The belt and braces was intended to be the so called Sewel Convention which decreed that Westminster couldn’t legislate on any devolved matter without the consent of the Scottish parliament.

Which is why, when the current UK government suggested post Brexit powers previously devolved would be “repatriated” to London rather than Edinburgh, so many Scottish ministers and MSP’s were spitting tacks.

The state opening of the parliament on that implausibly sunny July day twenty years ago, was for Dewar, and many Scots of his and other parties, the culmination of years of backstage struggles and not a little wrangling. (Among less edifying moments had been the Scottish Executive of the Labour Party being reminded by its London office that it actually favoured devolution.)

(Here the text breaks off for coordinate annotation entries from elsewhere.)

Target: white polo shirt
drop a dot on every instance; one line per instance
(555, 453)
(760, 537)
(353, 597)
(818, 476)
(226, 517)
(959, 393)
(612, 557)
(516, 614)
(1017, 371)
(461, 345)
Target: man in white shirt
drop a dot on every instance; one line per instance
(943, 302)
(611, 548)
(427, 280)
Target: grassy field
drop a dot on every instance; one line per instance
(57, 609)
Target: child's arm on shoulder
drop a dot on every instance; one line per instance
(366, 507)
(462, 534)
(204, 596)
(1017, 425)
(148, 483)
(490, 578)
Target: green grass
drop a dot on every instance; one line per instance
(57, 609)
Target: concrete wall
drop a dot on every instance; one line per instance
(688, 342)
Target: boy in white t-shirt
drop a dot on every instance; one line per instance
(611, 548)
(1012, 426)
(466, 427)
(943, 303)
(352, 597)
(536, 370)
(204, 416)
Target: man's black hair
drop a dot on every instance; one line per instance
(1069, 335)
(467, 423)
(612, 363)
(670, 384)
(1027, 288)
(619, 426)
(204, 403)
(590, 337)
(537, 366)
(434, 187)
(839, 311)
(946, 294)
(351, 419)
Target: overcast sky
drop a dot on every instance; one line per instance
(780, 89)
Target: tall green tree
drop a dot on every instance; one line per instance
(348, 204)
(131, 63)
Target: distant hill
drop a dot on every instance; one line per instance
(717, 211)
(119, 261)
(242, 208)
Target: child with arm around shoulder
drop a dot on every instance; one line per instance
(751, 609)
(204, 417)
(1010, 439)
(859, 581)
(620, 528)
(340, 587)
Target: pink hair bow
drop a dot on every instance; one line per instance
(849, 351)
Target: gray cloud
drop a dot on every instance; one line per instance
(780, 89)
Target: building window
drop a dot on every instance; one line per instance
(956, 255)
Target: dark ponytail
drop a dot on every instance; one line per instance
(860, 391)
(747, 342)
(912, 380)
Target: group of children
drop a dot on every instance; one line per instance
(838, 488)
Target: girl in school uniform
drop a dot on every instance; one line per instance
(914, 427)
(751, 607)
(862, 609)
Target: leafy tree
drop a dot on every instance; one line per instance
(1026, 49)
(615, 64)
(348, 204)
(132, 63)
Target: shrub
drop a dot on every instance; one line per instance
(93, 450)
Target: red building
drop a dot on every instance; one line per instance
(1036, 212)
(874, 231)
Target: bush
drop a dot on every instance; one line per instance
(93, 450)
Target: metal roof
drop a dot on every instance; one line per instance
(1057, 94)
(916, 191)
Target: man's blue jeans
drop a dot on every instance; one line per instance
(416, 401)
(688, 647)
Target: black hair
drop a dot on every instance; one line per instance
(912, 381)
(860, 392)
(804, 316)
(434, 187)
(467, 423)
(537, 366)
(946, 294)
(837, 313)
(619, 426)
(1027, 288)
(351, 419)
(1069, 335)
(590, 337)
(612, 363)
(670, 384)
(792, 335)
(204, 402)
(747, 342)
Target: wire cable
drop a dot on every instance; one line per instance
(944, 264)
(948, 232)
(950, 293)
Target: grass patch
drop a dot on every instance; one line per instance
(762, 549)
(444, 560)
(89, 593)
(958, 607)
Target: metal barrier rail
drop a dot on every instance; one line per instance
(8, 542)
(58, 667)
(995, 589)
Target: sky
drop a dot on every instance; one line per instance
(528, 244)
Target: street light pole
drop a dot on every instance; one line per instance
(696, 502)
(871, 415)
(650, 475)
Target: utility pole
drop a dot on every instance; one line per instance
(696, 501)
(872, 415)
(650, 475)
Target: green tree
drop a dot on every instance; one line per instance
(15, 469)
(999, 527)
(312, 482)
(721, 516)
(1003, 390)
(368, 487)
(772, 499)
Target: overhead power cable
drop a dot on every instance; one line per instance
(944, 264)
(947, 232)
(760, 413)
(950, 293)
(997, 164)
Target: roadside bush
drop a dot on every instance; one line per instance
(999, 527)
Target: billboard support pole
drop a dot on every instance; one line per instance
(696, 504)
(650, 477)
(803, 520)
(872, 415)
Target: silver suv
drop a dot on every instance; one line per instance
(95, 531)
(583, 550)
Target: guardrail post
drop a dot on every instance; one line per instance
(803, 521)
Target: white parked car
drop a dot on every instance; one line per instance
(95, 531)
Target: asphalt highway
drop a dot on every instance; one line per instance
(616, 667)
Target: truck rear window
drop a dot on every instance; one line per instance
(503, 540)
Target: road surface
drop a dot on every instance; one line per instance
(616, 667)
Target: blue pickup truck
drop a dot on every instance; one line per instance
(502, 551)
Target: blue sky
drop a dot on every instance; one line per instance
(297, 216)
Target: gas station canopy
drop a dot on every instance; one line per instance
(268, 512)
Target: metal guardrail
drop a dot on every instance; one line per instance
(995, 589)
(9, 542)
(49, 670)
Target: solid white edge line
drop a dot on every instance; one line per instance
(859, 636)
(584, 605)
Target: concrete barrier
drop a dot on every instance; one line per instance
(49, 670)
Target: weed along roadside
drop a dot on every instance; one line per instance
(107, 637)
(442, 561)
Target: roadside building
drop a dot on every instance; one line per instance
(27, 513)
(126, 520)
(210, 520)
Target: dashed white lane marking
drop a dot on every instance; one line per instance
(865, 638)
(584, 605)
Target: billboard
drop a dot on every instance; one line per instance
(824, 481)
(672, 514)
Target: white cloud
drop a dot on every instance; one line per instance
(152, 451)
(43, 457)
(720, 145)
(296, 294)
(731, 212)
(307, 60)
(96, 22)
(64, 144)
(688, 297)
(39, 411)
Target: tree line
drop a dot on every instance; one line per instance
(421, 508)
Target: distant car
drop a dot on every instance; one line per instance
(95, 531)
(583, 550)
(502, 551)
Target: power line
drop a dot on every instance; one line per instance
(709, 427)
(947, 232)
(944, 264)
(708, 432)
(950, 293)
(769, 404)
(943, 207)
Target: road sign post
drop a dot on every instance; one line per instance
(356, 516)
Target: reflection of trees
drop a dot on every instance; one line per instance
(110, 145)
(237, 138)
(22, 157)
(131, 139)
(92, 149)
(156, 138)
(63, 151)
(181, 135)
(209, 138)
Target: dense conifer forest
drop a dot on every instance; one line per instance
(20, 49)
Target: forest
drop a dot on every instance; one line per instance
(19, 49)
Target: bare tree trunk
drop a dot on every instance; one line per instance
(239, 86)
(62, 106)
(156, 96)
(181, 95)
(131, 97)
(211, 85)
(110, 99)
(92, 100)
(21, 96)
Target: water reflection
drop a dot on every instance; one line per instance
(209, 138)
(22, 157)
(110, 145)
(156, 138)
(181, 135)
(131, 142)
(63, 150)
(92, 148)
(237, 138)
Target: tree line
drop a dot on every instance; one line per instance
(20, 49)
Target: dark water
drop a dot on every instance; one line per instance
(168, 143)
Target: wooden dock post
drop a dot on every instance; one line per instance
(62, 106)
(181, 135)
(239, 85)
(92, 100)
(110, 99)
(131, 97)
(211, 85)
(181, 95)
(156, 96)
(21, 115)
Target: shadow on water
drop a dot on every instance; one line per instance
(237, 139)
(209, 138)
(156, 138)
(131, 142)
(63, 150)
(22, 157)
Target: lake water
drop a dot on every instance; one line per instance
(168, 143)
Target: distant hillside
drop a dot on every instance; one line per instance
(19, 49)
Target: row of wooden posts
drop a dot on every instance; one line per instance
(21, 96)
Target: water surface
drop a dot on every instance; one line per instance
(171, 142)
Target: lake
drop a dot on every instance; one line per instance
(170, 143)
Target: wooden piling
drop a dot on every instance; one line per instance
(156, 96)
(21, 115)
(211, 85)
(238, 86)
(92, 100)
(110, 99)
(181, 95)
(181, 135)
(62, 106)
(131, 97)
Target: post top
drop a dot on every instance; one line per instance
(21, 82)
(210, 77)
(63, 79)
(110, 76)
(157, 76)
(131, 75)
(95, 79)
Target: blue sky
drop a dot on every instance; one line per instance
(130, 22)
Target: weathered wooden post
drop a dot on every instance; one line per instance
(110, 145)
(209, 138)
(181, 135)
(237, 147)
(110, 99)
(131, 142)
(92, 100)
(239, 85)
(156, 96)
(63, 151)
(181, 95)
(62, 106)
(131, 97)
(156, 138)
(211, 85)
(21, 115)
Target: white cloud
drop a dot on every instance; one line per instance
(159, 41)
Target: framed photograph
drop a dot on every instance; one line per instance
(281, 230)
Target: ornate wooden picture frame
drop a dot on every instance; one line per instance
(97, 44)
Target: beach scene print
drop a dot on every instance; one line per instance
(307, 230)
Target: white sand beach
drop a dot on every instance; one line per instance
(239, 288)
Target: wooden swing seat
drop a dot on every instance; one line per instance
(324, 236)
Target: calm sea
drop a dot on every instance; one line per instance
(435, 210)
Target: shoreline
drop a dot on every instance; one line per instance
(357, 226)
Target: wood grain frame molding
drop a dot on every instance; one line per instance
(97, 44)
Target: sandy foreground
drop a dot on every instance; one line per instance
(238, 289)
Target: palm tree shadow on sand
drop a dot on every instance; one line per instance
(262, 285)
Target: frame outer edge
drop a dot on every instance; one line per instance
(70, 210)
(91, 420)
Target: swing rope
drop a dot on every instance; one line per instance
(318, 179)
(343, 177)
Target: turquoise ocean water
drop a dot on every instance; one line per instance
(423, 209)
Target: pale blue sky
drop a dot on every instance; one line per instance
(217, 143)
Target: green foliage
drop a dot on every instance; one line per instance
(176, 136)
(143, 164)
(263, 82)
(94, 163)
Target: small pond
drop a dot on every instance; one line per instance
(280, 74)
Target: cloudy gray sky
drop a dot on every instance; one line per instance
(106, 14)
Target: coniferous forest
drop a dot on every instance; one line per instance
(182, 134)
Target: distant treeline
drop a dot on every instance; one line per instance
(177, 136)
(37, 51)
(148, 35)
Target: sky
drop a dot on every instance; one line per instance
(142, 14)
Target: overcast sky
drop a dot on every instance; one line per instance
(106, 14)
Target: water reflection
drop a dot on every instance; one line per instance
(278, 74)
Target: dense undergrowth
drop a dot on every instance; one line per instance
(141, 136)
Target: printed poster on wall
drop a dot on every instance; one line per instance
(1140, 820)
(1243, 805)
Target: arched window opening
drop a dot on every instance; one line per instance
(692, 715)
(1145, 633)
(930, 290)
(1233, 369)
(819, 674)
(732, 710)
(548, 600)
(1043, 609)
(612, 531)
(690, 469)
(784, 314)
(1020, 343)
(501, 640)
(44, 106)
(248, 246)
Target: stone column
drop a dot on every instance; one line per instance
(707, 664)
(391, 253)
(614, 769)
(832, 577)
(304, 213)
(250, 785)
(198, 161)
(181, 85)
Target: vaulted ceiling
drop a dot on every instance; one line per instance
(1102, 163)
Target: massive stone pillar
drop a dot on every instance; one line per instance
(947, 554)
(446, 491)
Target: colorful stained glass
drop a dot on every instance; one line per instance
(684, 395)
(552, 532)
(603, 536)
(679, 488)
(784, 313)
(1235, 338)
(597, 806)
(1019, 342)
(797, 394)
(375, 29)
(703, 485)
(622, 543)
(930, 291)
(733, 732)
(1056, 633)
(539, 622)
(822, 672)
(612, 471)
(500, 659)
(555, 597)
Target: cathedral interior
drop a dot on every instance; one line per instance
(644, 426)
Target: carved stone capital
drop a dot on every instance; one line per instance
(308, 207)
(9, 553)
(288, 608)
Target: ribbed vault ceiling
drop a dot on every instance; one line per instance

But it had never left the personal agendas of either Dewar or John Smith, both heavily involved in the 80’s with the Claim of Right and the Scottish Constitutional Convention. This weekend hosts two anniversaries – 20 years of the first Scottish parliament in 300 years, and, incredibly, 25 years since Smith’s unexpected and untimely death two years into his leadership.

Smith had famously described devolution as “unfinished business” whilst Dewar’s speech on that opening morning celebrated an event which was “not an end in itself but a means to greater ends.”

Those greater ends will mean different things to different people. But not in dispute is the fact that the parliament with all its mis-steps is firmly embedded in the political fabric of Scotland; still popular with the vast majority of the electorate.

Everyone who was present at that opening ceremony in May 1999 was aware of its historical significance, not least the redoubtable Winnie Ewing, Madame Ecosse, with her killer line about the adjourned parliament of 1707 being “hereby reconvened.”

It was an occasion devoid of the flummery of its Westminster counterpart, save for what one commentator wittily described as the “playing cards” – the tabard sporting Lord Lyon and his two colleagues.

Her Maj was in purple and green - echoes of the thistle colours, and the shiny new MSP’s had white heather button holes with ribbons of Flower of Scotland tartan.

It was an enormously emotional day, not least when Sheena Wellington, in her electric blue suit, sang the Burns anthem which you fervently hoped would be emblematic of what followed. The incongruity of “the rank is but the guinea stamp, the man’s the gowd for a’ that” being sweetly sung to a Queen, a couple of Dukes and a Prince of the realm was not lost on many of her audience.

That night in Edinburgh Scotland partied as if it had finally won the world cup. For some, it felt as if they had. In truth it had won something rather more durable, more remarkable. It is given to very few nations to set up a new parliament. But, on that memorable summer day Scotland did.